The workers told Baldwin their personal stories privately before letting media in the room.

"We whiffle-waffled from being hopeful to 'the end is near,'" said worker Karmen Jones. "We said something has got to be done about the way Washington is run. Corporate greed has to stop. Something has to change with Wall Street running the country."

Baldwin has been publicly critical of K-C executives using corporate tax cuts to fund increased shareholder dividends and stock buybacks at the same time it cut jobs..

Baldwin sent a letter Feb. 7 to Kimberly-Clark's board of directors saying she had a "deep concern for the Wisconsin workers whose hard work should be rewarded, but instead face layoffs," and called K-C executives' actions "simply wrong."

On Friday, she said she has not gotten a formal response to the letter.

"Kimberly-Clark made $3.3 billion in profits last year and this plant contributed mightily," she said. "I have a hard time understanding this plant is meeting and exceeding its goals and that it's on the shutdown list."

She told workers she was trying to get answers and would continue to fight, though she knew the industry was battered by many factors including foreign competition and pulp prices.

Workers said the products they made were in high demand and aren't going away.

"A lot of people think we make paper. We don't. We make Depend products. There are 10,000 people turning 60 every day," said Jones. "They're going to move our machines to other plants."
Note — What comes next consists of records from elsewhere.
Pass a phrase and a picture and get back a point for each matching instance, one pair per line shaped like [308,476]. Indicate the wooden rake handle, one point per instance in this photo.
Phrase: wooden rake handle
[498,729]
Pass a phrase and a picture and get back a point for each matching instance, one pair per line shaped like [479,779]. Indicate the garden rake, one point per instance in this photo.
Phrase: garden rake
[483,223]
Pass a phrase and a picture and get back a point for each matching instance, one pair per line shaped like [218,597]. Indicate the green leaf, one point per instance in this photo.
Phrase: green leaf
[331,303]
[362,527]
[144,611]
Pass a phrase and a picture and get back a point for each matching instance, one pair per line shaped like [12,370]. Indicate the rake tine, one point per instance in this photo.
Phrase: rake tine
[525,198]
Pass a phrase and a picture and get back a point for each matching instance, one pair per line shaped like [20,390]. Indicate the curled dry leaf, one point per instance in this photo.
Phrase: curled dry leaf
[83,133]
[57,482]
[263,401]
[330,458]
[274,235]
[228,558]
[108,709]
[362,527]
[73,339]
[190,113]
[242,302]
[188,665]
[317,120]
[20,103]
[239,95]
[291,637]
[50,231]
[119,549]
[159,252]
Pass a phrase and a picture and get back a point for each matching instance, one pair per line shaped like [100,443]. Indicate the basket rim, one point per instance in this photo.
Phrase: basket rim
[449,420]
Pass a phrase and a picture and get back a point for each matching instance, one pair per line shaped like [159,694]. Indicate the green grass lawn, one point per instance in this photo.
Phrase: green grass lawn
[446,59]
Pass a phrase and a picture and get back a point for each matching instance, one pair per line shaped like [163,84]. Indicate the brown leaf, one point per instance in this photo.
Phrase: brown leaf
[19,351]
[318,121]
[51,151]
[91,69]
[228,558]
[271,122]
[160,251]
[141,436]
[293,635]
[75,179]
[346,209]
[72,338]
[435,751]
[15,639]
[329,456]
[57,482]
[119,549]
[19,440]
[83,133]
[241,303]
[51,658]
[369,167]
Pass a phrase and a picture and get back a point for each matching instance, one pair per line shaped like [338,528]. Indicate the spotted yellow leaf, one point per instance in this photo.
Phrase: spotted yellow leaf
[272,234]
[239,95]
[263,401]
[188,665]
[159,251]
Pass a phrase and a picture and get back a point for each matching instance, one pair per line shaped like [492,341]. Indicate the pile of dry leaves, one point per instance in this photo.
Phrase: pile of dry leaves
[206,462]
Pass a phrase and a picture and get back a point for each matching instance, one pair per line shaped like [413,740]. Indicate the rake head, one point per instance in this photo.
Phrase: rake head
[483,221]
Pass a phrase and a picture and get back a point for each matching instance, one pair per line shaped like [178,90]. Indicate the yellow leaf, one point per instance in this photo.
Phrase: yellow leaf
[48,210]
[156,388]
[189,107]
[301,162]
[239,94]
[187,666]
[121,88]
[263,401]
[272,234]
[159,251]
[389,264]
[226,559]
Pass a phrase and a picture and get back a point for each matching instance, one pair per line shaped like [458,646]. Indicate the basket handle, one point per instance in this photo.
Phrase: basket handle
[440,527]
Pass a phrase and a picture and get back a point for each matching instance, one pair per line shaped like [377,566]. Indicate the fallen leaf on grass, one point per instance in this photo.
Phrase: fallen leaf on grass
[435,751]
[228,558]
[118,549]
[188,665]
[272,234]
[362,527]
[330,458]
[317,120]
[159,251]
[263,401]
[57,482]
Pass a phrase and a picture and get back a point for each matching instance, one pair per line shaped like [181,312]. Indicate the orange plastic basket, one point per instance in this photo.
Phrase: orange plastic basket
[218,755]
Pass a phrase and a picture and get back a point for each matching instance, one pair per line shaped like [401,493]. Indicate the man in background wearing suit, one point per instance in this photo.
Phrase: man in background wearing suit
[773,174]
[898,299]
On Thursday, Gov. Scott Walker also wrote to K-C executives pitching a deal to keep the two Fox Cities plants open.

"We put the best offer we could on the table," he told USA TODAY NETWORK-Wisconsin, but indicated "It's hard to tell" if K-C will accept the tax deal.

Baldwin questioned that deal.

"The decisions are very puzzling to me. I've heard $100 million in incentives. But Kimberly-Clark just got major tax benefits from the recently passed tax bill in Congress. They could whittle back a little of the $900 million stock buyback they had this year and make it $800 million," she said.

"There are vast sums of money going to stock buyouts and dividends for investors. Companies need investors, but these have been at the expense of workers. Publicly traded companies are doing this more and more."

She said the "Wisconsin way" used to make sure 100-year-old companies were strengthened to be around for 100 more years. Not anymore.

"These are decisions made to jack up the stock prices next quarter," she said. "The community impact is enormous. It's absolutely enormous."

Dallas-based K-C is the Fox Cities' third largest employer. Neenah Nonwovens is expected to close in 18 months. K-C has not indicated when Cold Spring would be closed.